Unfortunately, the availability of stevia is somewhat limited. While it has been widely accepted, grown and used in Japan for decades, other countries are only now accepting it. A few, like the United States, have banned its usage for a time because of the lack of research conducted concerning the plant's safety. However, each year more and more countries are jumping aboard the stevia wagon, finding it to be the greatest hope available today when it comes to an artificial sugar that operates like the real thing.


Sucralose is 600 times sweeter than regular table sugar and is more than three times sweeter than aspartame. Unlike many of the sugar substitutes on the market, Sucralose remains stable when heated. It also keeps it compositional structure intact under a lot of varying pH conditions. Because of that, it is widely accepted as one of the best sugar substitutes for cooking and baking.
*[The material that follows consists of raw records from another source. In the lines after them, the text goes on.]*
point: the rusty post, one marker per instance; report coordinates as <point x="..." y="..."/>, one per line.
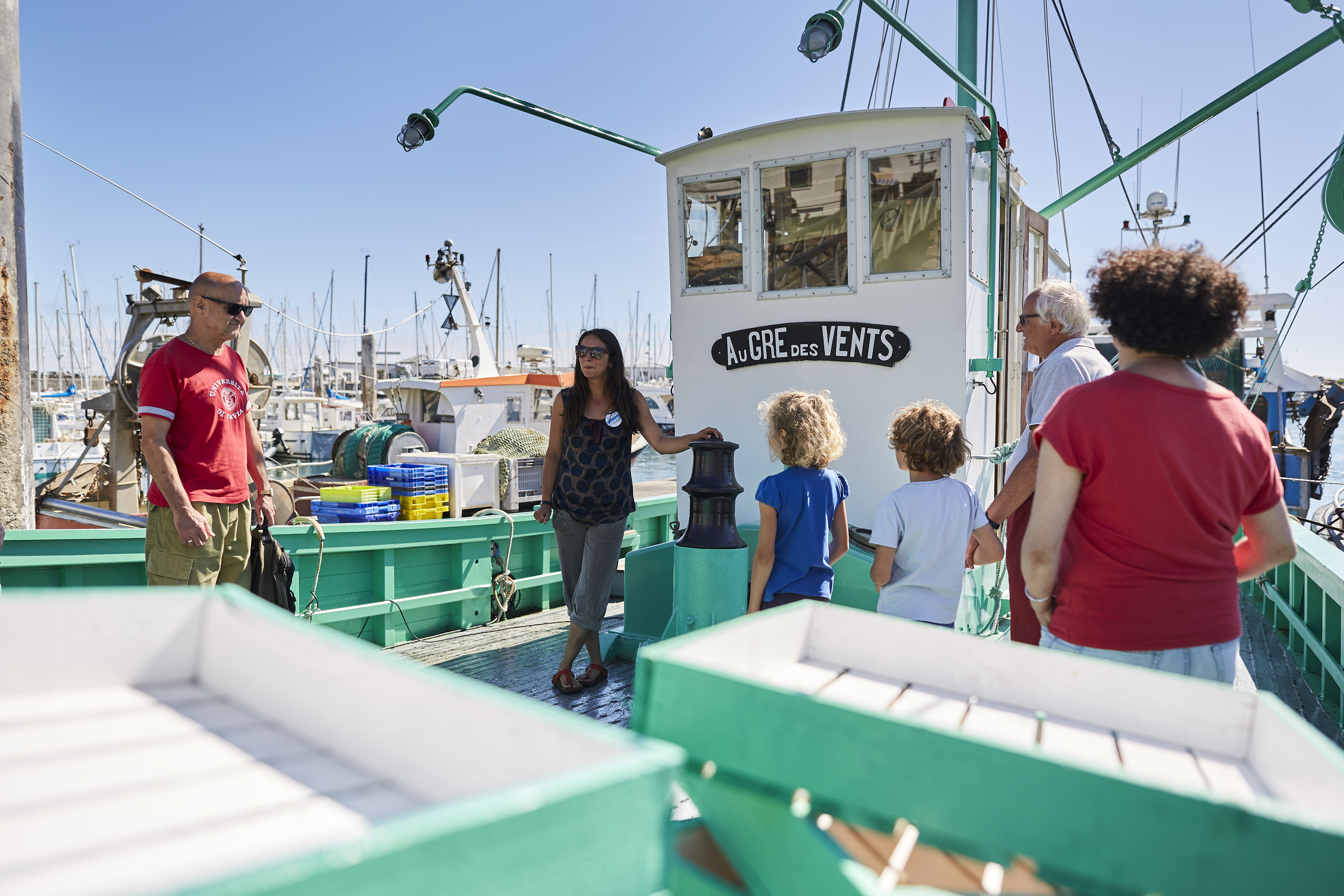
<point x="17" y="498"/>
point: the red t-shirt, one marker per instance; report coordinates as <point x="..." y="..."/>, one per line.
<point x="206" y="399"/>
<point x="1169" y="475"/>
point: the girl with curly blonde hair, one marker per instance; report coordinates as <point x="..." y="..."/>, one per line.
<point x="802" y="506"/>
<point x="921" y="531"/>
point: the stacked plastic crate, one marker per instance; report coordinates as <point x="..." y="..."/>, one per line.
<point x="357" y="504"/>
<point x="421" y="490"/>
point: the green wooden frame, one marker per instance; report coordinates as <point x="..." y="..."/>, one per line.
<point x="380" y="581"/>
<point x="1304" y="602"/>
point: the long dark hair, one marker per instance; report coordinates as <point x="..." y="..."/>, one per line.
<point x="617" y="387"/>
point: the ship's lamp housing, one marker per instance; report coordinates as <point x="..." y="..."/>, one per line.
<point x="419" y="130"/>
<point x="822" y="35"/>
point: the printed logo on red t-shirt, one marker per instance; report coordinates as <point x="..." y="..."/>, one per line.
<point x="229" y="396"/>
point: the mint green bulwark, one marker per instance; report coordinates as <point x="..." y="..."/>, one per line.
<point x="854" y="589"/>
<point x="707" y="586"/>
<point x="1304" y="601"/>
<point x="1088" y="830"/>
<point x="380" y="581"/>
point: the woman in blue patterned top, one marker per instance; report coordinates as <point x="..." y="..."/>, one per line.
<point x="588" y="484"/>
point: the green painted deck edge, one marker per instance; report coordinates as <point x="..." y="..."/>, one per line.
<point x="405" y="855"/>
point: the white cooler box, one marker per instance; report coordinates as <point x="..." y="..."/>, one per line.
<point x="525" y="483"/>
<point x="474" y="480"/>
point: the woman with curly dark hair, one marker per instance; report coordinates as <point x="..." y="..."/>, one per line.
<point x="1146" y="477"/>
<point x="588" y="488"/>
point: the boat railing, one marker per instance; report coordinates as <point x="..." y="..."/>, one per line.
<point x="1304" y="602"/>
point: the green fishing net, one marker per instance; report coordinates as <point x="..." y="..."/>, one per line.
<point x="513" y="442"/>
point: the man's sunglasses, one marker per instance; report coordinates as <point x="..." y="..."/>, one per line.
<point x="233" y="308"/>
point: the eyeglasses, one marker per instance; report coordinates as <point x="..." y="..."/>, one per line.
<point x="233" y="308"/>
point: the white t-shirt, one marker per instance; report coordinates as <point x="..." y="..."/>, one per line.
<point x="1070" y="365"/>
<point x="929" y="526"/>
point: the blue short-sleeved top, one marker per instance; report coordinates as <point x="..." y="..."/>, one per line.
<point x="806" y="502"/>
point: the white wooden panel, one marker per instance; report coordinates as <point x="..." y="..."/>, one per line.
<point x="773" y="640"/>
<point x="1010" y="727"/>
<point x="70" y="828"/>
<point x="1190" y="713"/>
<point x="862" y="692"/>
<point x="105" y="641"/>
<point x="1228" y="781"/>
<point x="940" y="711"/>
<point x="92" y="734"/>
<point x="1160" y="765"/>
<point x="191" y="855"/>
<point x="408" y="719"/>
<point x="1295" y="762"/>
<point x="1080" y="745"/>
<point x="802" y="678"/>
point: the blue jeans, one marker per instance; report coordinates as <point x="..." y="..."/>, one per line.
<point x="1213" y="662"/>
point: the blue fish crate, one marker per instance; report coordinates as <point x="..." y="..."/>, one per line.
<point x="416" y="491"/>
<point x="329" y="519"/>
<point x="357" y="512"/>
<point x="408" y="475"/>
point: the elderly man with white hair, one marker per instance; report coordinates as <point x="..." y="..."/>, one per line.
<point x="1054" y="326"/>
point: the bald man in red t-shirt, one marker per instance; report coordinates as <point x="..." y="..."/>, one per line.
<point x="201" y="445"/>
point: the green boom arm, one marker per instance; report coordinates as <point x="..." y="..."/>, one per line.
<point x="431" y="117"/>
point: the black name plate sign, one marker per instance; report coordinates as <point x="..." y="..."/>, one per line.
<point x="812" y="342"/>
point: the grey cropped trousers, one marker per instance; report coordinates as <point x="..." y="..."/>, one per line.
<point x="589" y="555"/>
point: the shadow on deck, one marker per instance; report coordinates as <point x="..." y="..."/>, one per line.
<point x="522" y="656"/>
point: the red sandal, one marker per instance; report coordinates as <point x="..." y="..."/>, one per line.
<point x="566" y="683"/>
<point x="595" y="675"/>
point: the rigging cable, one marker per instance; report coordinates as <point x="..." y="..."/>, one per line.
<point x="892" y="74"/>
<point x="1260" y="148"/>
<point x="1054" y="130"/>
<point x="854" y="42"/>
<point x="1260" y="225"/>
<point x="1112" y="147"/>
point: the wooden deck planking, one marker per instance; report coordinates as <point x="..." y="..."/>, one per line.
<point x="523" y="653"/>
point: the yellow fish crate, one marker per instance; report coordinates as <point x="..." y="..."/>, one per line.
<point x="424" y="502"/>
<point x="358" y="495"/>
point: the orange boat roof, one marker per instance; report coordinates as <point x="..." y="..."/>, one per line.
<point x="517" y="379"/>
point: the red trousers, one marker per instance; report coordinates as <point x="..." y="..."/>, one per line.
<point x="1026" y="628"/>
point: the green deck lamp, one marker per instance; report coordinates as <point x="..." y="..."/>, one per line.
<point x="822" y="35"/>
<point x="419" y="130"/>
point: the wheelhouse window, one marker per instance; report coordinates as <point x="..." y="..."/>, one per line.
<point x="905" y="211"/>
<point x="711" y="222"/>
<point x="806" y="224"/>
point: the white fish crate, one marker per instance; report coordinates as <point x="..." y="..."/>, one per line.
<point x="171" y="741"/>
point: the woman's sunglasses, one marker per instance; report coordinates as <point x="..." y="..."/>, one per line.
<point x="233" y="308"/>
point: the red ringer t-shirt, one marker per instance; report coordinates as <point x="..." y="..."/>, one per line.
<point x="206" y="399"/>
<point x="1169" y="475"/>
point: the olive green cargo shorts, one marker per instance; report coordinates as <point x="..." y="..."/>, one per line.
<point x="221" y="561"/>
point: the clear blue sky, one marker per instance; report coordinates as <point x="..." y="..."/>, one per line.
<point x="275" y="124"/>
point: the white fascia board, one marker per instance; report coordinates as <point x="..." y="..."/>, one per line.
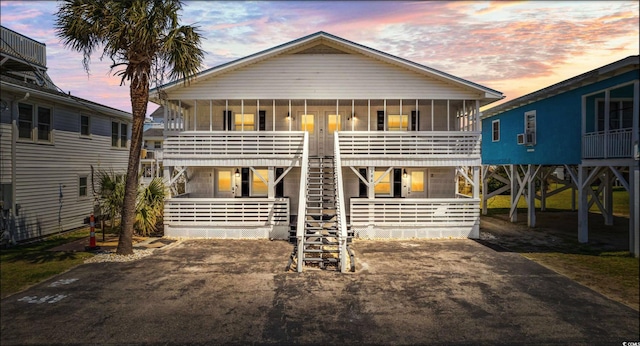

Used with other bulk ingredients like dextrose and maltodextrin, it generally takes a very small amount of sucralose to sweeten food and drink. Additionally, because it looks a lot like sugar, it has a great deal of commercial appeal. Some of the brand names under which sucralose is packaged include Nevella, Splenda and SucraPlus.


Alitame, marketed as Aclame, is one of the newer sugar substitutes available. It is an aspartic acid much like aspartame. However, it is more than 10 times sweeter than its cousin and more than 2000 times sweeter than standard sugar. Countries like Australia, New Zealand and China are using Alitame, but it is not approved for use in the USA or Great Britain at this time.


Cyclamate is only 40 time more sweet than sucrose (standard sugar), giving it the least appeal as a stand-alone sugar substitute. It works better when mixed with other artificial sweeteners such as acesulfame potassium or saccharin. On the other hand, cyclamate is inexpensive and may eventually find it has a commercial appeal to those who cannot afford the more expensive brands.


Glycyrrhizin comes from liquorice root. It is roughly 40 times sweeter than standard sugar. The taste of glycyrrhizin is significantly different than sugar as well. The sweetness is not apparent at first bite but, once there, lingers longer on the palate than many of the other substitutes available today. It is also stable when heated, making it a good option for use in cooking and baking.

Glycyrrhizin is recognized in some countries, like the U.S. and Great Britain, as an acceptable agent for flavoring in candies and medicines. However, it is not well accepted at this time as a sweetener.

Sugar substitutes derived from alcohol, like mannitol and sorbitol, are often used to flavor foods and drinks because they convert well to fructose and do not cause an insulin spike. On the flip side, unfortunately, they linger in the intestines often causing gas or acting like a laxative if absorbed in large quantities.

While no one is 100 percent certain that artificial sweeteners are safe for consumption, most agree they must be measured against the negative effects of too much sugar intake. Used in small quantities, many believe these substitutes are acceptable. But as ever, too much of a good thing is rarely advisable.